In quest’ambito il Governo Italiano ed il METE stanno realizzando il Programma per lo Sviluppo delle PMI Albanesi. Il Programma, finanziato dall’Italia nell’ambito della Cooperazione allo Sviluppo per circa 30 milioni di Euro, prevede la costituzione di una linea di credito finalizzata all’acquisto di tecnologia di origine italiana (credito di aiuto di 25 milioni di Euro), di un fondo di garanzia (credito di aiuto di 2.5 milioni di Euro), piu’ una componente di assistenza tecnica e supporto al programma (dono di circa 1.7 milioni di Euro).

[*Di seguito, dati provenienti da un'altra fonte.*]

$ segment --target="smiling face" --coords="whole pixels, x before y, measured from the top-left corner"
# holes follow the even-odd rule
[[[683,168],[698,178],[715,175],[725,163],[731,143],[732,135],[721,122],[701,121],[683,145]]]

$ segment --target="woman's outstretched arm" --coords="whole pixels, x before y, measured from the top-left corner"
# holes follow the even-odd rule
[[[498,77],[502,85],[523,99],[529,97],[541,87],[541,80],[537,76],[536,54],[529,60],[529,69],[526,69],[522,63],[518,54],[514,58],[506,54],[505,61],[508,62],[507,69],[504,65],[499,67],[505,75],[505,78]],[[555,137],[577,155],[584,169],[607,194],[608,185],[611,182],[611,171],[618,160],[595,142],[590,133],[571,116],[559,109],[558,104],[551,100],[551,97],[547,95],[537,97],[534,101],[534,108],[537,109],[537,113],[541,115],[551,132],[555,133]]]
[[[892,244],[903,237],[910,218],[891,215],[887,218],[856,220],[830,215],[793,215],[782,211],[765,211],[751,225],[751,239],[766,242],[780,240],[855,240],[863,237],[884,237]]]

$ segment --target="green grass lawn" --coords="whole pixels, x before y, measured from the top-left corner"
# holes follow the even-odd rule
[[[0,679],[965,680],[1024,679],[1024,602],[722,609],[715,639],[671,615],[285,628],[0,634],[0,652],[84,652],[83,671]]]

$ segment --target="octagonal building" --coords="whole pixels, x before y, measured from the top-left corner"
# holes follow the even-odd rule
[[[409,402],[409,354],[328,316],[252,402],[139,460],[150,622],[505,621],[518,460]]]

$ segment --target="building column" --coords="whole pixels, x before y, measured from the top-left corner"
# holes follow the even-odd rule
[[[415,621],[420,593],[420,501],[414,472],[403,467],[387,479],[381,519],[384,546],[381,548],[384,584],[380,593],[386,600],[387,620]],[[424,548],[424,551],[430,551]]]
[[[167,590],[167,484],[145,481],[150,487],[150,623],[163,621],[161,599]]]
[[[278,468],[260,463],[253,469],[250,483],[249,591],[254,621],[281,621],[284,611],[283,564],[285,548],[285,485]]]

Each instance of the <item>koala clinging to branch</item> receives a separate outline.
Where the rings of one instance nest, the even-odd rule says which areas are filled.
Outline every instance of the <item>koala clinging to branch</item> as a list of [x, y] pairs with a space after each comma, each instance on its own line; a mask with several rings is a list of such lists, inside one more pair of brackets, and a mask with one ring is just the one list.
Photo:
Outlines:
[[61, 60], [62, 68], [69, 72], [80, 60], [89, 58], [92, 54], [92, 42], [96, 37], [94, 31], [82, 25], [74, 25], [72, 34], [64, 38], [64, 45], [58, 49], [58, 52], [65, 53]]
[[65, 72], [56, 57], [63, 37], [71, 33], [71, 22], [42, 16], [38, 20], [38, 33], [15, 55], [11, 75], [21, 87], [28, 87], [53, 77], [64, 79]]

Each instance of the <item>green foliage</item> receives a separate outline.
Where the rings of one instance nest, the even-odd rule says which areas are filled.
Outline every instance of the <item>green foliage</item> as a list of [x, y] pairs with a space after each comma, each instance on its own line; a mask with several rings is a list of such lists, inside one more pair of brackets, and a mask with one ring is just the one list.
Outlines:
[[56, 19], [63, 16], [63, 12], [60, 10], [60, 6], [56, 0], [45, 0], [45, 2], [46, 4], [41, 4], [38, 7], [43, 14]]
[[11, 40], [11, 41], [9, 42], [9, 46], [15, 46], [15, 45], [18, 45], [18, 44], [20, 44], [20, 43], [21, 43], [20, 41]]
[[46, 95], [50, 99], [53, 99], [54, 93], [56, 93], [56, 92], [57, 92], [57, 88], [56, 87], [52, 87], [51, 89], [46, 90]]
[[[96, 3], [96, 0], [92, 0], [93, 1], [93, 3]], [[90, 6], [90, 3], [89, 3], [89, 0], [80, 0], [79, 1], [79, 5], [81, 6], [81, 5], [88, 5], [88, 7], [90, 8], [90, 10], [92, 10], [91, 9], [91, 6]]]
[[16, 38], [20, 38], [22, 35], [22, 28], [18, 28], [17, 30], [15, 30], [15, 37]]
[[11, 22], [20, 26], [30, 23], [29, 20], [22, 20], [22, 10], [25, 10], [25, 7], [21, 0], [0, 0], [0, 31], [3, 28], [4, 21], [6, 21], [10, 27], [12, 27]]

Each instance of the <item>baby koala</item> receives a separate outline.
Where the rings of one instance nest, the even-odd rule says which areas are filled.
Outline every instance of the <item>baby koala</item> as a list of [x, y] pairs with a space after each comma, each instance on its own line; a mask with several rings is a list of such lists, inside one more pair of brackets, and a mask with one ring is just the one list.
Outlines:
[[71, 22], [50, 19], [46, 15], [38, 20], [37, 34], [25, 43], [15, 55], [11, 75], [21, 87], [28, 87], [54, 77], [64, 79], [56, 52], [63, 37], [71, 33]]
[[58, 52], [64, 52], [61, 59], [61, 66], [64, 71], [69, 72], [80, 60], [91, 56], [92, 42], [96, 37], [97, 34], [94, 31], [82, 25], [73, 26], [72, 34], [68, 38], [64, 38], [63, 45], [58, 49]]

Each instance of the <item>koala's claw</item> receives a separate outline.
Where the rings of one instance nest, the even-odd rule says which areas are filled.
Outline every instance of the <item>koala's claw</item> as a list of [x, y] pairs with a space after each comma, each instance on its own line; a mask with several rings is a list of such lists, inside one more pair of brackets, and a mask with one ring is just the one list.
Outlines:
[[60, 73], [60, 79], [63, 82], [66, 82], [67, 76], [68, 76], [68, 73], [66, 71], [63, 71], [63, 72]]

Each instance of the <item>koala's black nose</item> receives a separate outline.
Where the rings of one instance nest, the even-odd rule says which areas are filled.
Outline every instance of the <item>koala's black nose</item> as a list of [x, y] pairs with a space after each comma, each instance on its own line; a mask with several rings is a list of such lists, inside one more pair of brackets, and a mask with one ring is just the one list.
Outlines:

La linea di credito e’ tesa a ad immettere liquidita’ nel mercato a tassi agevolati e secondo obiettivi di sviluppo delle PMI locali. L’obiettivo dichiarato del fondo di garanzia e’ piu’ specificamente quello di alleggerire il peso delle garanzie richieste dalle banche, costruendo al contempo le basi per un rapporto di fiducia e di dialogo tra istituti di credito ed imprese.
In merito al fondo di garanzia, ad oggi in fase di costruzione, e’ chiaro il riferimento a modelli italiani di successo quali i Confidi; nonostante l’Albania non possa ad oggi contare su un sistema associativo di base ben strutturato, perno su cui si e’ costruita l’esperienza italiana, il METE riconosce nel fondo una chiave per promuovere al contempo il miglioramento dell’accesso al credito e la costruzione di forme di integrazione tra imprese. Su questo stesso obiettivo vanno a convergere altri interventi che, nell’intenzione del Governo dovrebbero portare alla costituzione di consorzi export, parchi industriali, incubatori d’imprese e quindi a veri e propri distretti. La promozione ed il sostegno a diverse tipologie di forme associative, di localizzazione di PMI di uno stesso settore o di modalita’ d’integrazione tra imprese che lavorano lungo la catena del valore di uno stesso prodotto, sono tutti interventi finalizzati ad aumentare il valore aggiunto delle produzioni albanesi. L’obiettivo dichiarato e’ quello di stimolare la produzione di beni finiti “made in Albania” riducendo cosi’ la dipendenza dall’estero.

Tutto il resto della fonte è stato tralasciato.